I suspect that I will dance this dance again in the future.


  1. Have you had any success with the type of model that using Fogbugz for your task estimation tool espouses? Ideally, regardless of how you estimate, it tracks how you estimate vs actuals statistically over many projects until eventually, 6 or 7 (or 20) projects down the line it auto-corrects your estimation based upon what that estimation has meant related to actuals in the past. Ever narrowing in on the perfect estimates as it were.

    I'm not saying i have had success. the tool was great in theory but we were pretty ass at putting the estimates and/or actuals into the tool and therefore it couldn't build up the lexicon. when that organization went to Agile and adopted enough adherence to specific process that we could track the numbers we'd moved to Jira and Greenhopper which didn't have the same projecting capability from project to project.

    In theory, you should be able to analyse your capabilities for estimation and use that yourself to improve over time but i don't think that level of retrospective is done well. It strikes me that stories themselves might lend better to improving your estimation capability overall but that itself requires you to have an ability to normalize your stories effort-wise to gain any benefit. Normalizing stories is, i believe itself a myth because you don't really do the same thing over and over again in development and as such it's difficult to say from project to project that any particular task is going to take even roughly the same amount of effort. (or you lose your developers to some shop doing more interesting things and with the lost of those developers you lose that normalization again, in a different way)

    ah well. to summarize - accurate estimation at project start is a myth. start course and narrow as you go. pummel this fact into marketing and sales until they get it.

    1. Mike,
      I have experimented with using analysis of historical data to automatically adjust estimates, with limited success. I have found that continuously adjusting the model in each estimators brain yields far more accurate estimates over time. By showing estimators their historical Estimates versus Actual data often, and just before they provide subsequent estimates, you create a positive feedback loop by providing them with an anchor based on their own historical accuracy, rather than the last random number that they saw, e.g. the number 42 on my favorite t-shirt.
      There will always be a strong correlation between how long the estimator has been working with the code and the accuracy of their estimates; I don’t believe you can mitigate the negative impact of the loss of experienced estimator, no matter how sophisticated your tools are.
      Despite our inability to provide accurate estimates I still believe that early estimates are useful in planning. The trick is to make sure that stakeholders do not take those estimates as commitments. I have found that providing a Confidence, displayed right next to the estimate, goes a long way to achieving this. An early estimate of a 100 hour work item with a Confidence of 10% should set expectations appropriately.

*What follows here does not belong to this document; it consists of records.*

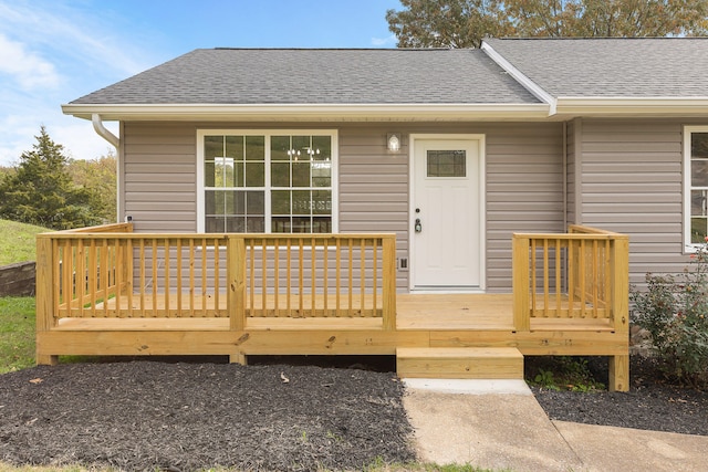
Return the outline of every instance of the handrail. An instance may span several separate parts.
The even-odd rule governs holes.
[[[605,318],[624,329],[628,310],[628,238],[589,227],[569,233],[513,234],[514,327],[532,318]]]
[[[40,317],[50,329],[63,317],[199,316],[230,317],[237,331],[263,316],[373,316],[395,328],[395,234],[132,229],[38,235],[38,328]]]

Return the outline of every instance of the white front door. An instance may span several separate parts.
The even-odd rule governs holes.
[[[480,289],[483,169],[480,139],[416,139],[412,285]]]

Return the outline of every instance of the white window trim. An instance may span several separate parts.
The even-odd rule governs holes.
[[[204,185],[204,138],[205,136],[225,135],[225,136],[263,136],[266,138],[266,228],[270,229],[270,138],[272,136],[330,136],[332,139],[332,232],[337,233],[340,230],[340,204],[339,204],[339,161],[340,146],[339,134],[336,129],[197,129],[197,232],[204,233],[205,222],[205,185]]]
[[[700,244],[690,241],[690,192],[691,186],[691,150],[690,141],[694,133],[708,133],[708,126],[684,126],[684,248],[685,253],[696,252]]]

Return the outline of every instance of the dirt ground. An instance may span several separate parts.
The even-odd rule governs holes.
[[[312,471],[415,460],[391,359],[253,361],[84,363],[2,375],[0,462]],[[603,363],[591,365],[606,379]],[[666,384],[639,357],[631,376],[626,394],[532,390],[554,420],[708,436],[707,392]]]
[[[708,436],[708,391],[671,385],[650,358],[632,356],[629,364],[628,392],[532,391],[552,420]],[[589,366],[607,381],[606,358],[590,358]]]
[[[0,461],[361,470],[414,460],[394,374],[131,361],[0,376]]]

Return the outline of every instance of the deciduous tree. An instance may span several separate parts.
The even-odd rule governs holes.
[[[399,48],[478,48],[487,36],[705,35],[708,0],[400,0]]]

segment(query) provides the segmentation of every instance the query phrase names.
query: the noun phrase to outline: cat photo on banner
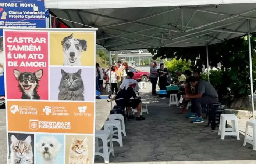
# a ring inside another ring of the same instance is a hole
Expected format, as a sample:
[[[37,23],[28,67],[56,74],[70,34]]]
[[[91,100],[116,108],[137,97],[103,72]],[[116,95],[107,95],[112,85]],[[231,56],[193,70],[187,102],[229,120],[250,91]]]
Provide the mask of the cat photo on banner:
[[[9,163],[34,164],[34,134],[9,133]]]
[[[92,164],[93,141],[93,136],[66,136],[66,164]]]
[[[51,100],[94,100],[94,72],[92,68],[51,67]]]

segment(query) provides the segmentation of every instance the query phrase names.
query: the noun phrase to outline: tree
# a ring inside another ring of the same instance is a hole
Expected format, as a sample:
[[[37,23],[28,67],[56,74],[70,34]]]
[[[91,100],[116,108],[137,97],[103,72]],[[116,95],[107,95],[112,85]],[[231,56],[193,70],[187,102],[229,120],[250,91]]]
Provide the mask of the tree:
[[[253,71],[256,73],[256,34],[252,35]],[[248,94],[250,92],[249,67],[248,40],[247,36],[225,40],[222,43],[208,46],[209,63],[211,67],[217,68],[221,62],[223,66],[220,71],[221,75],[218,93],[221,99],[228,95],[230,98],[228,105],[235,108],[248,107]],[[191,62],[191,68],[201,68],[202,64],[207,66],[206,47],[172,47],[150,48],[149,51],[154,55],[153,58],[181,59]],[[197,60],[196,65],[194,61]],[[256,86],[256,76],[253,74],[253,84]],[[255,92],[255,87],[254,87]],[[230,92],[230,94],[229,92]]]
[[[98,50],[96,52],[96,55],[99,57],[105,64],[109,64],[109,57],[107,55],[106,51],[102,50]],[[115,56],[114,55],[112,56],[111,58],[112,63],[114,63]]]

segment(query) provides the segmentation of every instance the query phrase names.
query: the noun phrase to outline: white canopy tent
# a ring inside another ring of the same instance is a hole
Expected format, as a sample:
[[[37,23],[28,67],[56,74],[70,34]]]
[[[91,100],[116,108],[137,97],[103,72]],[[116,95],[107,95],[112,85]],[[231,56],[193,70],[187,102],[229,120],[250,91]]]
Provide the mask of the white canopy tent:
[[[45,7],[70,27],[98,28],[96,43],[110,51],[206,46],[208,54],[209,45],[256,32],[256,0],[45,0]],[[249,49],[254,118],[250,42]]]

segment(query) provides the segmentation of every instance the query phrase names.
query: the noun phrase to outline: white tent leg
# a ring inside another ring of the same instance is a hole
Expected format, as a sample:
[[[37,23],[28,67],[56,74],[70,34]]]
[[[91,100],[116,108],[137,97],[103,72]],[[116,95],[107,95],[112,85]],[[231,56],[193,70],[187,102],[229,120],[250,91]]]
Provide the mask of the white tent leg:
[[[254,120],[254,101],[253,100],[253,77],[252,77],[252,47],[250,43],[250,33],[248,34],[248,39],[249,40],[249,61],[250,61],[250,79],[251,85],[251,94],[252,95],[252,119]]]
[[[112,99],[112,85],[111,84],[111,67],[112,67],[112,57],[111,57],[111,51],[109,51],[109,73],[110,74],[110,78],[109,78],[109,85],[110,86],[110,100]],[[112,101],[111,101],[111,109],[113,109]]]
[[[208,57],[208,45],[206,45],[206,58],[207,58],[207,74],[208,76],[208,82],[210,83],[210,77],[209,76],[209,59]]]

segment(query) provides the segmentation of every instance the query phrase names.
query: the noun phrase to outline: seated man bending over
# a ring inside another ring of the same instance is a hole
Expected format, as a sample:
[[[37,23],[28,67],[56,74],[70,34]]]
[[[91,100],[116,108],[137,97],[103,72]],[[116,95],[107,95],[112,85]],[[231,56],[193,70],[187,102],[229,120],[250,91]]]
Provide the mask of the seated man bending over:
[[[138,98],[135,92],[139,91],[139,85],[137,81],[132,79],[133,76],[132,72],[127,73],[127,79],[120,85],[121,90],[117,95],[115,103],[118,106],[127,107],[127,112],[129,114],[129,119],[134,118],[131,110],[131,107],[133,109],[137,108],[136,120],[145,120],[145,119],[141,116],[141,101]],[[134,99],[131,99],[132,97]]]
[[[194,95],[185,95],[183,96],[185,99],[191,100],[193,111],[196,111],[197,115],[192,121],[192,123],[203,123],[202,118],[201,105],[211,104],[218,102],[218,95],[213,87],[209,83],[194,77],[189,78],[191,85],[197,88],[197,93]]]

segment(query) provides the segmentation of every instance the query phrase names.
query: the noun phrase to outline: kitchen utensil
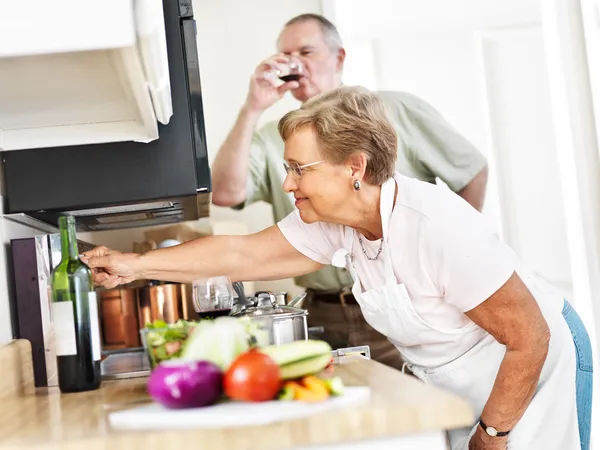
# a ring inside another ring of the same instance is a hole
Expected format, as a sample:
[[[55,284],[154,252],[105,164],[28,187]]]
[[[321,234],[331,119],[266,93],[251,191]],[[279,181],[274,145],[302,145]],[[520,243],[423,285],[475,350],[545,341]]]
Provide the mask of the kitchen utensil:
[[[277,303],[278,305],[286,305],[287,304],[287,299],[288,299],[287,292],[274,292],[273,295],[275,296],[275,303]]]
[[[227,276],[196,280],[193,283],[194,308],[198,313],[231,310],[233,286]]]
[[[179,283],[141,288],[138,296],[140,326],[155,320],[174,323],[184,319],[182,289]]]
[[[278,305],[275,295],[259,291],[248,306],[235,305],[232,316],[248,316],[266,333],[269,344],[286,344],[308,339],[308,311],[288,305]]]
[[[288,303],[288,306],[295,306],[300,308],[302,301],[306,298],[306,292],[302,292],[301,294],[295,296],[291,302]]]
[[[99,297],[104,349],[140,347],[137,289],[109,289]]]

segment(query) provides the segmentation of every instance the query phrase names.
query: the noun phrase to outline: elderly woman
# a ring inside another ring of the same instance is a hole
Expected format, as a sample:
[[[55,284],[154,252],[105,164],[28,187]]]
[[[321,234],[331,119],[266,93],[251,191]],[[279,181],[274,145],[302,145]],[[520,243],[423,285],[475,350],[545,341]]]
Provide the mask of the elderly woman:
[[[377,97],[328,92],[279,131],[297,211],[248,236],[143,255],[94,249],[83,259],[95,281],[265,280],[345,266],[366,320],[413,373],[473,406],[480,420],[450,433],[453,448],[588,448],[592,357],[579,317],[463,199],[394,172],[396,136]]]

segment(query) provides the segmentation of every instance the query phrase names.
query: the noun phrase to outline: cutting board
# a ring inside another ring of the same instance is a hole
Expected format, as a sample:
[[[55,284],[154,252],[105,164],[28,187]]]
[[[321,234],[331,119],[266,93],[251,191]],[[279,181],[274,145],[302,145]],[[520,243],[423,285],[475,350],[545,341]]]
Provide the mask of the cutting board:
[[[369,400],[370,389],[350,386],[341,397],[319,403],[271,401],[262,403],[223,402],[204,408],[167,409],[158,403],[118,411],[109,415],[113,428],[119,429],[173,429],[225,428],[267,425],[299,419],[312,414],[349,406],[358,406]]]

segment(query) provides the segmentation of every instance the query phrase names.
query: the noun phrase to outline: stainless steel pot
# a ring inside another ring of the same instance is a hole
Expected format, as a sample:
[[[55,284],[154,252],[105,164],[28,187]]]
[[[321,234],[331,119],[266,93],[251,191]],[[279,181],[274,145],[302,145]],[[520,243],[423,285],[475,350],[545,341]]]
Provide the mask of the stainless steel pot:
[[[245,304],[234,305],[232,316],[247,316],[265,332],[269,344],[286,344],[308,339],[308,311],[294,306],[278,305],[275,294],[257,292]]]

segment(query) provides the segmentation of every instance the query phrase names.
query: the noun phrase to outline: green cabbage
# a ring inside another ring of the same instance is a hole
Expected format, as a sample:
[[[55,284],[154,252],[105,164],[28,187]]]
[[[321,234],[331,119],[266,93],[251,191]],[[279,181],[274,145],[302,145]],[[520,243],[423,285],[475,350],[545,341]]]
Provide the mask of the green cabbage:
[[[184,344],[181,359],[209,361],[225,372],[238,355],[264,341],[248,317],[202,320]]]

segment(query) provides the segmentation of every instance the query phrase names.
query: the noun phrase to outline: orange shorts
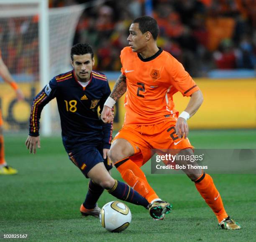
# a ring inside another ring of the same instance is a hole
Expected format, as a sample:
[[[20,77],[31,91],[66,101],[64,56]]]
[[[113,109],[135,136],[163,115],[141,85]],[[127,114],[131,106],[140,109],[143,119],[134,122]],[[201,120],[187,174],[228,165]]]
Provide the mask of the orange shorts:
[[[141,167],[156,152],[163,154],[168,149],[177,154],[184,149],[194,149],[188,138],[180,139],[175,134],[176,124],[176,120],[167,120],[149,125],[125,125],[114,140],[127,140],[134,149],[134,154],[129,158]]]
[[[0,109],[0,126],[3,125],[3,118],[2,117],[2,113],[1,112],[1,110]]]

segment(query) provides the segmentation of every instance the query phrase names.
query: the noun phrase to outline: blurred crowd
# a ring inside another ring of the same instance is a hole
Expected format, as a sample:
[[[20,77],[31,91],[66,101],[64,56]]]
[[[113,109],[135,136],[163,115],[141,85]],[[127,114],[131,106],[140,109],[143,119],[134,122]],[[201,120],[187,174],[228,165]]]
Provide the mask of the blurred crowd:
[[[73,43],[87,42],[92,46],[96,69],[119,71],[120,51],[128,45],[129,27],[134,18],[146,13],[145,1],[49,0],[49,4],[57,8],[85,2],[87,7],[80,18]],[[160,30],[158,46],[181,62],[192,76],[206,76],[209,71],[216,69],[255,69],[256,0],[153,0],[152,3],[152,15]],[[11,72],[13,69],[19,73],[29,62],[34,64],[28,66],[38,66],[38,55],[35,54],[38,51],[38,18],[3,21],[0,21],[0,46]],[[26,36],[10,41],[15,31]],[[28,35],[30,38],[26,38]],[[28,42],[25,48],[21,48],[21,41],[24,41]],[[35,70],[26,72],[31,71]]]
[[[132,20],[145,14],[144,2],[108,1],[84,11],[74,43],[92,46],[99,70],[120,70],[120,51],[128,45]],[[192,76],[256,66],[255,0],[156,0],[153,7],[160,30],[158,46]]]

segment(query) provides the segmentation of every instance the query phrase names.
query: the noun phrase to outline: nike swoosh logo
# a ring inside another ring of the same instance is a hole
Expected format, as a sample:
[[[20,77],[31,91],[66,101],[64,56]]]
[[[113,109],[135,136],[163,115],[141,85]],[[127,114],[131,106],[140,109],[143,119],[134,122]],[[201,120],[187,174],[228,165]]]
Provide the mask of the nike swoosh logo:
[[[218,194],[218,196],[217,196],[216,197],[214,198],[214,200],[216,200],[219,197],[219,196],[220,196],[220,194]]]
[[[179,142],[180,142],[181,141],[182,141],[183,140],[179,140],[179,141],[178,141],[177,143],[174,142],[174,145],[177,145],[178,144],[179,144]]]
[[[134,70],[133,70],[132,71],[127,71],[127,70],[126,69],[125,69],[125,73],[128,73],[128,72],[131,72],[132,71],[134,71]]]

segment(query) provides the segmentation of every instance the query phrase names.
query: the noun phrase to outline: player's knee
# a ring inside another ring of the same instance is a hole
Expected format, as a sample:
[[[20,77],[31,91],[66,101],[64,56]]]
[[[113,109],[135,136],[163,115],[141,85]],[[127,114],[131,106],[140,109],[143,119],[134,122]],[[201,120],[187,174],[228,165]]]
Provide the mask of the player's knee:
[[[115,180],[111,178],[112,179],[104,179],[99,181],[99,185],[105,189],[107,190],[111,189],[115,185]]]
[[[201,175],[199,174],[187,174],[187,175],[192,181],[194,181],[197,179]]]
[[[126,156],[124,156],[122,150],[119,151],[117,150],[116,149],[110,149],[108,154],[108,156],[115,164],[118,160],[125,158]]]

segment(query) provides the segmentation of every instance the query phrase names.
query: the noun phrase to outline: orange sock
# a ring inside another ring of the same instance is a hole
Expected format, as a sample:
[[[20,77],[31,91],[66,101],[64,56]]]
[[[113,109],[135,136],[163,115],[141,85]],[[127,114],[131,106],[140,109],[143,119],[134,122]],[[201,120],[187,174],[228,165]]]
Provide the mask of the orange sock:
[[[3,141],[3,135],[0,135],[0,165],[5,163]]]
[[[120,160],[115,165],[123,180],[150,203],[159,198],[148,184],[143,171],[129,158]]]
[[[228,217],[222,200],[210,176],[204,172],[195,181],[195,184],[201,196],[212,209],[219,223]]]

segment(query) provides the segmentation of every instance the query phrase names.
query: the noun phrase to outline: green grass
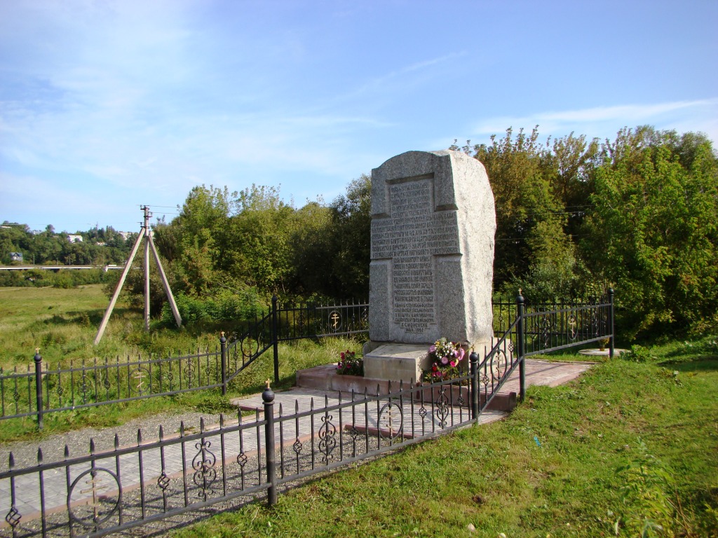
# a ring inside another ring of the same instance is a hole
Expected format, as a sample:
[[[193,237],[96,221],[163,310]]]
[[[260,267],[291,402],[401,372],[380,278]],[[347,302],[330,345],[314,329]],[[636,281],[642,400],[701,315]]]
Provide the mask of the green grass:
[[[0,288],[0,366],[7,369],[27,368],[32,364],[35,347],[52,368],[77,364],[97,357],[101,362],[115,357],[121,362],[128,355],[136,359],[149,354],[167,356],[171,350],[187,353],[198,347],[214,349],[219,344],[221,326],[213,333],[196,327],[177,330],[153,323],[148,334],[144,331],[143,313],[120,304],[111,318],[99,346],[93,345],[100,321],[109,300],[101,285],[75,289],[53,288]],[[226,330],[231,330],[227,327]],[[270,350],[230,384],[227,397],[218,390],[188,392],[169,397],[148,398],[123,404],[101,405],[72,411],[48,413],[45,427],[37,430],[34,417],[0,421],[0,443],[40,438],[52,433],[85,426],[108,428],[160,412],[202,411],[236,412],[230,397],[261,392],[265,380],[272,379],[275,389],[294,385],[297,369],[310,368],[338,360],[347,349],[358,351],[360,344],[353,340],[327,339],[315,343],[299,341],[279,345],[279,384],[274,382],[274,362]]]
[[[503,421],[174,536],[718,537],[714,339],[653,348],[645,362],[606,361],[561,387],[531,387]]]

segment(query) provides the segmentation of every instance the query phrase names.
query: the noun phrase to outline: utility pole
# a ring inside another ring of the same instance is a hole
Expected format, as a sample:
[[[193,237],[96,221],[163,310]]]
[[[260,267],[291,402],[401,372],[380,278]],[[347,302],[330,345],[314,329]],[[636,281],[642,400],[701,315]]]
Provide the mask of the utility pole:
[[[178,327],[182,326],[182,316],[180,316],[180,311],[177,309],[177,303],[174,302],[174,296],[172,295],[172,291],[169,288],[169,282],[167,280],[167,278],[164,274],[164,270],[162,268],[162,263],[159,260],[159,254],[157,253],[157,249],[154,246],[154,242],[152,240],[151,230],[149,229],[149,218],[152,216],[152,214],[149,211],[149,207],[143,205],[140,206],[140,209],[144,212],[144,223],[141,225],[142,230],[140,231],[139,235],[137,236],[137,240],[135,241],[134,245],[132,247],[132,251],[130,253],[130,256],[127,258],[127,263],[125,264],[124,270],[122,271],[122,275],[120,277],[119,282],[117,283],[117,288],[115,288],[115,293],[112,296],[112,299],[110,301],[110,305],[107,307],[107,310],[105,312],[105,316],[102,318],[102,323],[100,324],[100,329],[97,331],[97,336],[95,337],[95,345],[96,346],[100,343],[102,339],[102,335],[105,333],[105,329],[107,328],[107,322],[110,319],[110,316],[112,314],[112,311],[115,308],[115,303],[117,302],[118,297],[120,296],[120,292],[122,291],[122,286],[124,285],[125,279],[127,278],[127,273],[129,273],[130,269],[132,268],[132,262],[134,261],[134,258],[137,254],[137,251],[139,250],[139,245],[144,240],[144,330],[149,331],[149,252],[152,251],[152,254],[154,257],[154,261],[157,265],[157,270],[159,273],[159,278],[162,281],[162,286],[164,288],[164,293],[167,296],[167,300],[169,301],[169,306],[172,308],[172,314],[174,316],[174,321],[177,323]]]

  2. How long do you have to present how people estimated last time to them before they stop doing the knee-jerk jump in the opposite direction?

    Yeah, I agree on early estimation. If you don't give some level of effort to portfolio management they don't have that weight to help in their prioitization of projects. Without an idea of effort/cost for any particular item, management of your portfolio is pretty much a joke.

    I like your idea of including a confidence. I wonder how often confidence will go above 30%.